In that Jewish state, Arabs and Jews would coexist as equals. He saw the country as secular in nature and wrote of a division between religion and politics.

The museum does not deal with the question of what Herzl might have made of the rise of religious Zionism.

According to Israel Bar Tal, a professor of Jewish history at Hebrew University who teaches and lectures on Herzl and oversees the history curriculum for the Israeli public school system, Herzl’s writings and visions can be used as a launching pad for discussing what Israel has become and what its citizens can do to make it a better place.

“One of the things I have learned from Herzl is that there is not one thing called Zionism,” Bar Tal said.

The view of Herzl in Israel today is mixed. On the one hand, he seems to have been a naive, Eurocentric intellectual who imagined a country where there would be no need for an army, where local Arabs would greet new Jewish arrivals joyfully and where the national tongue would be German.

On the other hand, Herzl was a visionary who foresaw that the sleepy fishing village of Haifa would become a major port city, who understood the role technology would play in the modern world and who envisioned the Jewish people creating a new society in their ancient homeland.

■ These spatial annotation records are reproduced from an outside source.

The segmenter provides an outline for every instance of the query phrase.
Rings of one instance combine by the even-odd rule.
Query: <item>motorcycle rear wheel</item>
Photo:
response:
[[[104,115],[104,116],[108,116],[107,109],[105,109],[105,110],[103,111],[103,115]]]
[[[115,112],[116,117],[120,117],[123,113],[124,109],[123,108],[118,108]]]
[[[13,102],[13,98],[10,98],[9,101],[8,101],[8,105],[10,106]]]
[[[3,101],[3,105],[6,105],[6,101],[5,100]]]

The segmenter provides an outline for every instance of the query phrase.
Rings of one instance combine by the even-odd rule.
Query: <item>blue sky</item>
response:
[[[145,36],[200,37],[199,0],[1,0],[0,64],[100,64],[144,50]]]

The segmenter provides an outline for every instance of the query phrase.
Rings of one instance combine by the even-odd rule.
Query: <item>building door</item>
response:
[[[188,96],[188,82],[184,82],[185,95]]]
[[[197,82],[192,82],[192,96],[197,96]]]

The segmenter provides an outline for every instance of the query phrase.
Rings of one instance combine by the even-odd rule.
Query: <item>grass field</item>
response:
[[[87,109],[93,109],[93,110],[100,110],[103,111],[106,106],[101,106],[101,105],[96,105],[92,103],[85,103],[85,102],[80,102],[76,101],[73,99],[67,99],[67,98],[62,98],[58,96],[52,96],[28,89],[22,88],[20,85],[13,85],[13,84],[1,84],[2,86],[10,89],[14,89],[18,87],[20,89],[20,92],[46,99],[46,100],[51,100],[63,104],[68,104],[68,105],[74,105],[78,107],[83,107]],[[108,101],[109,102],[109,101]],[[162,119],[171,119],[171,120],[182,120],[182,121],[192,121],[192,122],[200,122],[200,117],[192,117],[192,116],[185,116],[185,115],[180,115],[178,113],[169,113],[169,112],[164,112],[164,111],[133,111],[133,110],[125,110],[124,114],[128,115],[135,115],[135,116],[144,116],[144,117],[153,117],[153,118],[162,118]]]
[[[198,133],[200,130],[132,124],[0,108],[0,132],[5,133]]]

Hebrew University historian Rachel Elbuiam Dror says that in official Israeli circles, Herzl remains what she calls “the Zionist icon” — the man who helped create the Jewish state. But younger people, expressing themselves in music, film and popular culture, challenge that image: They are unwilling to put Herzl on a pedestal, above reproach or question.

In a popular song by the Israeli rap group Dag Nachash, “The Zionist hip-hop,” the lead singer imagines confronting Herzl. He tells Herzl of “all the details of the cruel and tough reality of Israel/I told him of the traffic accidents/And I told him about the handicapped people on strike/And I told him about the quarter-million unemployed/And I told him about the corrupt politicians/Herzl did not respond, only smiled widely putting his hand into his pocket/I tried to tell him there’s no peace and there is no security and that I’m fed up of living in constant fear/Herzl put a tablet on my tongue and said ‘If you swallow it, it won’t be a dream.’ “

The new generation of historians also is reassessing the father of modern Zionism.

“Historians of the Zionist movement and modern Jewish history very much guarded the personality of Herzl as the father of the nation,” Elbuaim Dror said. “But now there is new research that looks at Herzl — what kind of person he was, how he behaved, where he made mistakes, and whether or not he could have done better.”

David Breakstone, head of the WZO’s department for Zionist activities, said that the Herzl museum is supposed to challenge visitors, especially Israeli schoolchildren and soldiers.

He said he hopes the museum shows that “Herzl brought us so far.” But the exhibit is also meant as a challenge to its visitors: “Now it’s 2005,” the museum is telling its visitors, Breakstone said. “What is your role?”